Reputation: 205
I have two classes Structure and Fragment that represent chemical structures. If I compare two instances of the same class, the comparison should behave normally, but if I compare a structure with a fragment the comparison should be based on a string attribute that uniquely identify the chemical structure.
Unfortunately, in my attempt the run time increases dramatically (operations with sets and dictionaries).
class Structure:
def __eq__(self, other):
if isinstance(other, Structure):
return self is other
else:
return self.cansmiles is other.cansmiles_unstarred
def __hash__(self):
return hash(self.cansmiles)
Fragment eq and hash are implemented with the same logic.
The "cansmiles" string can be pretty long (usually 25, up to 100), I tried to slice it without luck.
Questions are: what is so magic in built in hash and eq to be so efficient? Is there a way to override them efficiently? Any suggestions?
UPDATE: Can I avoid computing the hash value every time __hash__
is called?
Upvotes: 0
Views: 825
Reputation: 6632
Like mentioned in the comments, you have a bigger problem: Your code has bugs. While is
might be slightly faster, it also does the wrong thing.
While some quick tests might lead you to believe it works - due to Python optimizing some simple cases - these examples show that it doesn't work in general:
def f():
return 'not always identical!'
a = 'not always identical!'
b = f()
# Will print: True False -- that is, the strings are equal, but not the same string object
print(a == b, a is b)
x = 'a'
a = x*2
b = 'aa'
# Will print: True False -- that is, the strings are equal, but not the same string object
print(a == b, a is b)
As for your __eq__()
implementation, it'll break if you try to compare anything other than Structure
s and Fragment
s (since other objects will probably not have cansmiles
/cansmiles_unstarred
attributes, giving an AttributeError
- or if they do, the code will do the wrong thing, since you probably don't want to compare equal to an random unknown object).
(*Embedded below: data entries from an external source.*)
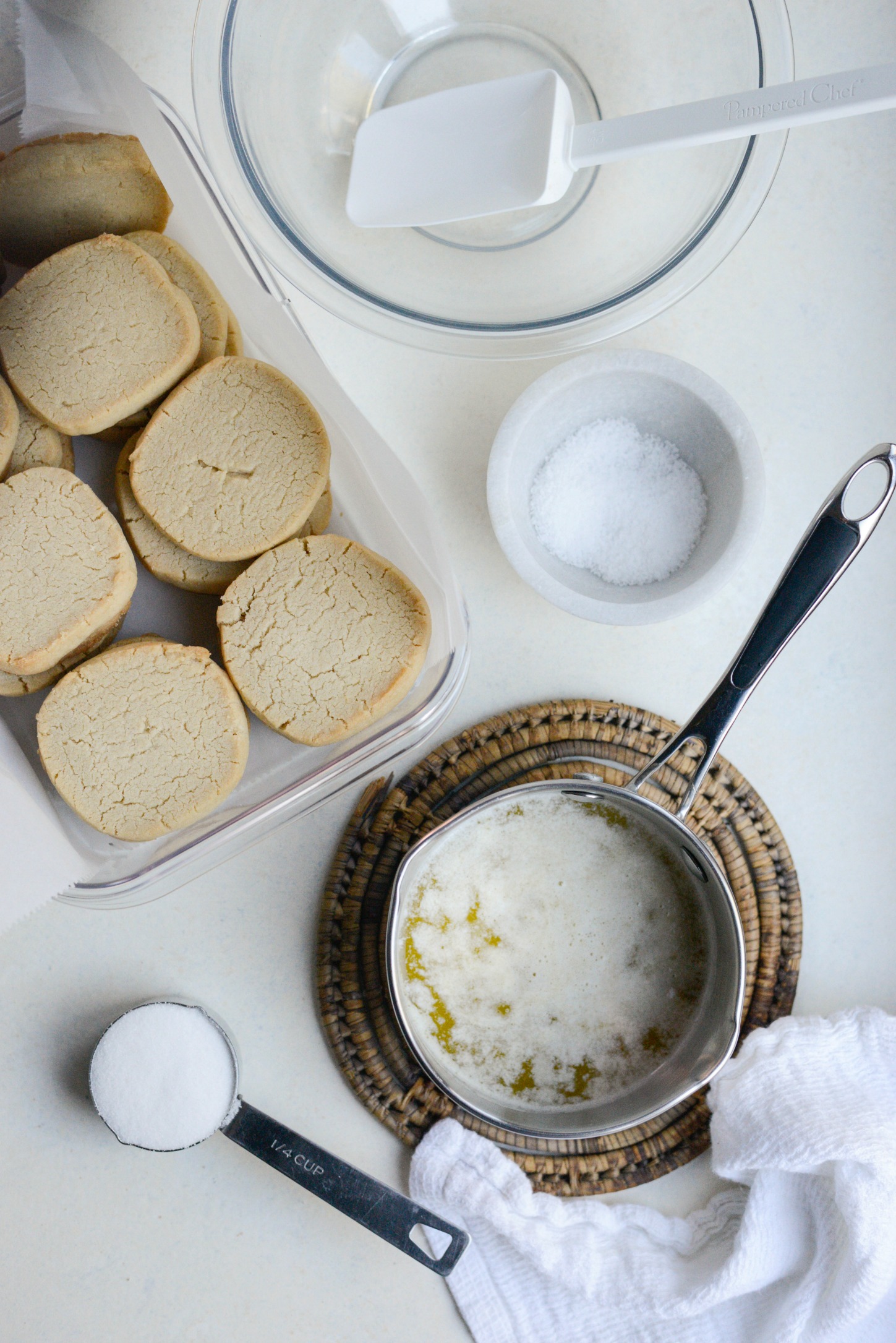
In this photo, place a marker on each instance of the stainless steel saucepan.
(832, 543)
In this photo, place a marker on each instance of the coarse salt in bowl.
(665, 398)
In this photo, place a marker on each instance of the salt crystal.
(163, 1076)
(618, 503)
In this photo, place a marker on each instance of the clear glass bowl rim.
(694, 261)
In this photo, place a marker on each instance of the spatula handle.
(375, 1206)
(738, 114)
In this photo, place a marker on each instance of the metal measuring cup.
(828, 548)
(361, 1197)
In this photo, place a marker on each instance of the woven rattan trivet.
(547, 740)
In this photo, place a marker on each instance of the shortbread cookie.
(62, 190)
(9, 426)
(323, 637)
(95, 333)
(186, 272)
(164, 558)
(233, 462)
(169, 562)
(18, 685)
(66, 571)
(144, 737)
(234, 335)
(38, 445)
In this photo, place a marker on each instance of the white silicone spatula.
(513, 143)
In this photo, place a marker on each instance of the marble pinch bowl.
(661, 395)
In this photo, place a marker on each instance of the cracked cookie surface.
(38, 445)
(61, 190)
(95, 333)
(9, 426)
(161, 556)
(231, 462)
(144, 739)
(323, 637)
(202, 292)
(12, 685)
(66, 570)
(171, 562)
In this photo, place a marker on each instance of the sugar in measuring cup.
(164, 1076)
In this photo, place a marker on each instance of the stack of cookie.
(222, 486)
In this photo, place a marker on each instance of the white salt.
(551, 953)
(163, 1078)
(618, 503)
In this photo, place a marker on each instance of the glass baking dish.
(375, 501)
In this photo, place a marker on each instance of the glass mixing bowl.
(281, 87)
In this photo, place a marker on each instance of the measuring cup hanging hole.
(866, 492)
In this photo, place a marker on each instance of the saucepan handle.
(827, 551)
(365, 1199)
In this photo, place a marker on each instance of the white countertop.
(98, 1242)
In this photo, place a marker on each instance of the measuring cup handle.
(375, 1206)
(827, 551)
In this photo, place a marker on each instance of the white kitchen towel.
(804, 1118)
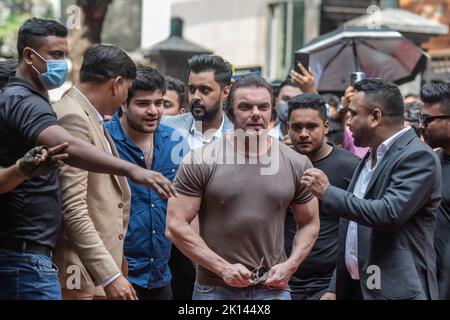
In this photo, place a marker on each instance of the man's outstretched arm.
(85, 156)
(308, 225)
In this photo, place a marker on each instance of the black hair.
(7, 70)
(33, 32)
(438, 92)
(412, 95)
(206, 62)
(385, 95)
(147, 79)
(250, 81)
(179, 87)
(103, 62)
(309, 101)
(332, 100)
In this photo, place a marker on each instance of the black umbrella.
(380, 53)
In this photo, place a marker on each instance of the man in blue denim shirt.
(140, 139)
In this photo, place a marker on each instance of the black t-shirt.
(32, 211)
(443, 232)
(316, 271)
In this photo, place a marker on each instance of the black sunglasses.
(425, 120)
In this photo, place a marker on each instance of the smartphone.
(303, 58)
(356, 77)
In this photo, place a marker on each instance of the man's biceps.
(306, 210)
(184, 205)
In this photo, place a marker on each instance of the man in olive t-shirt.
(241, 190)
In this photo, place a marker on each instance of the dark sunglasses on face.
(425, 120)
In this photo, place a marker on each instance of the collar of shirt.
(218, 134)
(97, 114)
(28, 85)
(384, 148)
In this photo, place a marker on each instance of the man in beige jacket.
(95, 206)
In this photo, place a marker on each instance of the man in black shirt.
(31, 213)
(435, 126)
(308, 127)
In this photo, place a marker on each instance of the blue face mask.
(56, 72)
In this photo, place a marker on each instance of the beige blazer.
(95, 207)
Now, think about this part of your code:
if isinstance(other, Structure):
return self is other
Since self
is a Structure
, if self
is the same object as other
, other is obviously a Structure
, too - so the if
is kind of unnecessary. If you look at both of these problems, you'll realize the whole thing is just the wrong way around: You don't need to check the type for the is
, but you do need to check the type for the string check! Thus:
def __eq__(self, other):
if isinstance(other, Fragment):
return self.cansmiles == other.cansmiles_unstarred
else:
return self is other
Now, as for how this change will affect the speed of your dictionary lookups: It won't. Python optimizes dictionary lookups by first checking with is
, before falling back to ==
. So if you do a lookup with the same type as you used to save the data, since your equality inside the same type is based on identity, the only time __eq__()
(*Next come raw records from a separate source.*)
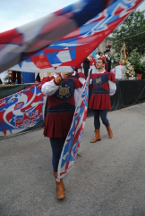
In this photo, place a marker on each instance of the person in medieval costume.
(108, 60)
(62, 91)
(100, 103)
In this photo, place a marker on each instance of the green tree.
(132, 32)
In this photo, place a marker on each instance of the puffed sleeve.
(112, 77)
(48, 86)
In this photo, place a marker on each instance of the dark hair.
(102, 60)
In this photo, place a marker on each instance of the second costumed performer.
(100, 98)
(62, 91)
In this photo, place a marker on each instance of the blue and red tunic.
(61, 107)
(100, 98)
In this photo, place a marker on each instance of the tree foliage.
(132, 32)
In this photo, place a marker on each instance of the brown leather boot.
(59, 187)
(97, 136)
(110, 133)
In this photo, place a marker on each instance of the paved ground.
(108, 178)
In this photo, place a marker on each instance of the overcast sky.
(15, 13)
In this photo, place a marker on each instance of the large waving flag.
(73, 139)
(21, 110)
(20, 43)
(71, 50)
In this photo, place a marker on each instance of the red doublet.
(100, 98)
(61, 107)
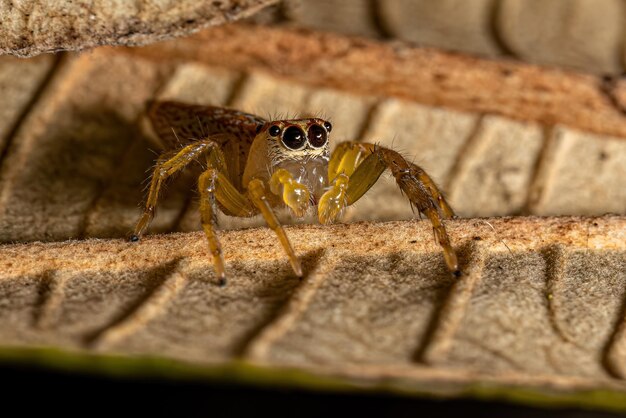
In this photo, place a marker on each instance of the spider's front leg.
(258, 195)
(363, 164)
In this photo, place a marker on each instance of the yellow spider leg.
(334, 200)
(166, 168)
(344, 160)
(415, 184)
(295, 195)
(258, 196)
(214, 184)
(208, 217)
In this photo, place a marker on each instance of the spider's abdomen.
(178, 123)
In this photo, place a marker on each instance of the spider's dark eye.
(274, 130)
(317, 136)
(294, 138)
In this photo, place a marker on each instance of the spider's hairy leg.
(415, 184)
(214, 184)
(208, 218)
(164, 169)
(294, 194)
(258, 195)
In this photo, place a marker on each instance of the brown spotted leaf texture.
(32, 27)
(537, 316)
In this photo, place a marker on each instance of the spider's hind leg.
(165, 168)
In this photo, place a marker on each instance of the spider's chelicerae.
(254, 165)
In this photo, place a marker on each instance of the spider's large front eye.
(317, 136)
(294, 138)
(274, 130)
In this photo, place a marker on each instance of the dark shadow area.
(464, 254)
(309, 261)
(35, 390)
(152, 280)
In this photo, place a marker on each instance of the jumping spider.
(254, 165)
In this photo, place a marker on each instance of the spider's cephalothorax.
(254, 166)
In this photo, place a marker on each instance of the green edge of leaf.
(261, 375)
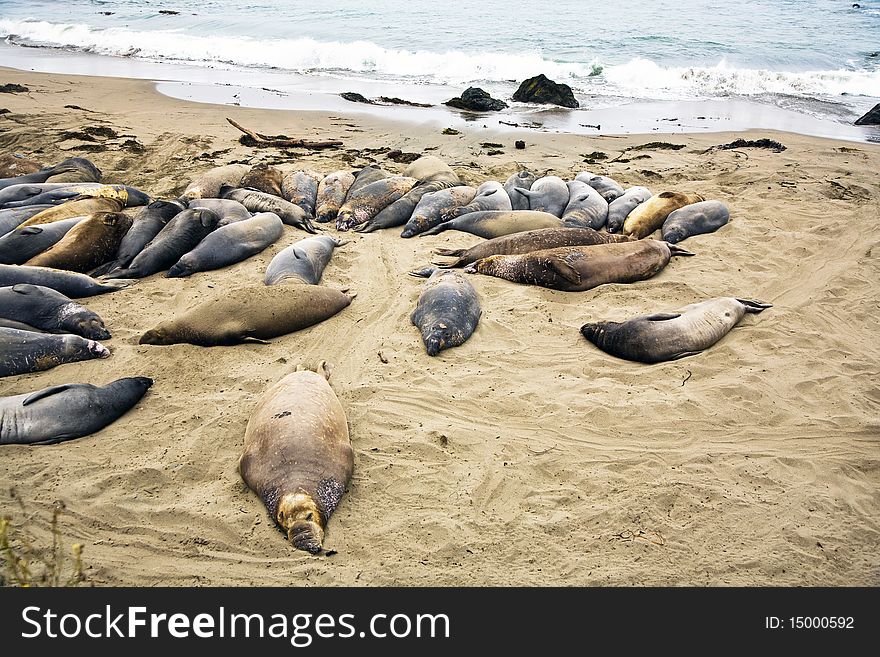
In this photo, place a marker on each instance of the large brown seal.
(579, 268)
(671, 335)
(91, 243)
(650, 215)
(526, 242)
(250, 314)
(298, 456)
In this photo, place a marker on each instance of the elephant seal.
(672, 335)
(250, 314)
(22, 244)
(255, 201)
(430, 208)
(91, 243)
(650, 215)
(332, 191)
(495, 223)
(12, 218)
(228, 210)
(69, 283)
(521, 180)
(619, 208)
(526, 242)
(366, 202)
(585, 207)
(301, 188)
(68, 411)
(547, 194)
(579, 268)
(230, 244)
(694, 219)
(22, 352)
(297, 455)
(302, 262)
(180, 235)
(48, 310)
(607, 187)
(145, 226)
(263, 178)
(448, 310)
(209, 183)
(489, 196)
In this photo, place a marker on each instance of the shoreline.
(525, 456)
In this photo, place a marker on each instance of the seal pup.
(209, 183)
(489, 196)
(672, 335)
(495, 223)
(332, 191)
(301, 188)
(619, 208)
(525, 242)
(48, 310)
(448, 310)
(250, 314)
(68, 283)
(180, 235)
(263, 178)
(694, 219)
(650, 215)
(579, 268)
(298, 456)
(255, 201)
(431, 207)
(547, 194)
(302, 262)
(22, 352)
(366, 202)
(586, 207)
(522, 180)
(87, 245)
(68, 411)
(230, 244)
(20, 245)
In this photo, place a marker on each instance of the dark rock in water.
(871, 117)
(541, 89)
(476, 100)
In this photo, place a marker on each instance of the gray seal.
(180, 235)
(619, 208)
(547, 194)
(586, 208)
(302, 262)
(48, 310)
(230, 244)
(20, 245)
(71, 284)
(694, 219)
(669, 336)
(521, 180)
(22, 352)
(448, 310)
(68, 411)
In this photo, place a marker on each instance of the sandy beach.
(526, 456)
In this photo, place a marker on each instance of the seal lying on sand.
(28, 351)
(250, 314)
(669, 336)
(448, 310)
(579, 268)
(298, 456)
(67, 411)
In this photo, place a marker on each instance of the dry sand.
(525, 456)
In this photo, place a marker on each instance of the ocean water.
(816, 57)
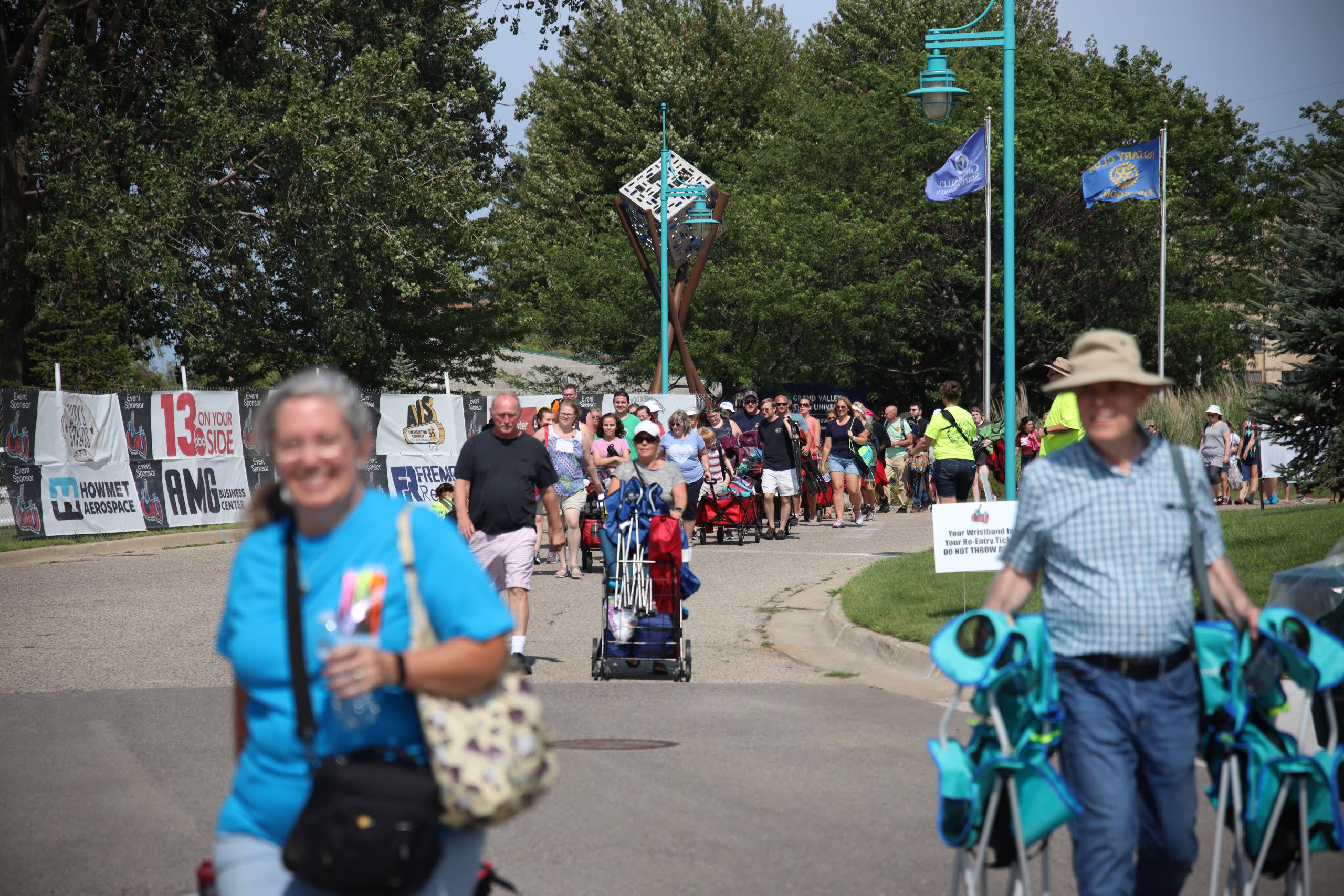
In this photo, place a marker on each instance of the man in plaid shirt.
(1102, 527)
will actually get called is if you have a hash collision (rare).
If you do a lookup with the other type though, the object won't be the same, so it'll fall back to ==
and call the __eq__()
- but the change from is
to ==
still won't affect the speed: ==
might be slightly slower than is
, but function calls are an order of magnitude slower, so the time taken by isinstance()
will dwarf the time taken by either comparison.
So why are the built-in __eq__()
and __hash__()
so much faster? Well, why is sum(l)
faster than for v in l: t += v
? Because running Python bytecode is way slower than running native code. In the comments, you said that is
only checks a pointer - but that isn't really true, is it? You have to fetch the next opcode and its argument from the bytecode, select the correct handler, jump to the handler and so on.
If you say def __eq__(self, other): return self is other
, and call that function, instead of doing "just a pointer comparison", you have to set up an execution frame, populate a dictionary for the local scope, do two lookups to the dictionary to get the values based on the names, push them in the stack, pop the values from the stack, do the comparison, push the result on the stack, pop the result from the stack, and finally return the value - and each step includes fetching and decoding the bytecode, jumping around, and so on. So yeah, that's going to be slower than the built-in __eq__()
which is probably actually very close to "just a pointer comparison".
As for avoiding recalculating the hash: You already do - you're hashing strings, and strings cache their hashes, so they aren't being recalculated. The built-in __hash__()
is based on the object's id, so it should be constant-time, so it'll obviously be faster than calculating the hash of a string, which should be linear-time. But even if the string hash was being recalculated, that's being done in native code, so the speed difference would be tiny - and dwarfed by the fact that you're switching from native code to running python bytecode when you define a custom one.
You can of course cache the value returned by hash()
yourself - you'll need to add an if to check if the hash has already been calculated, but since calling functions is relatively slow, even with the added code the result will probably still be slightly faster. But you'd be adding code, and reducing the readability, for very small gains in speed. If you want speed, why don't you just simply use the strings as keys directly? Or if speed is really important, you might want to take a look at PyPy (or even Numba).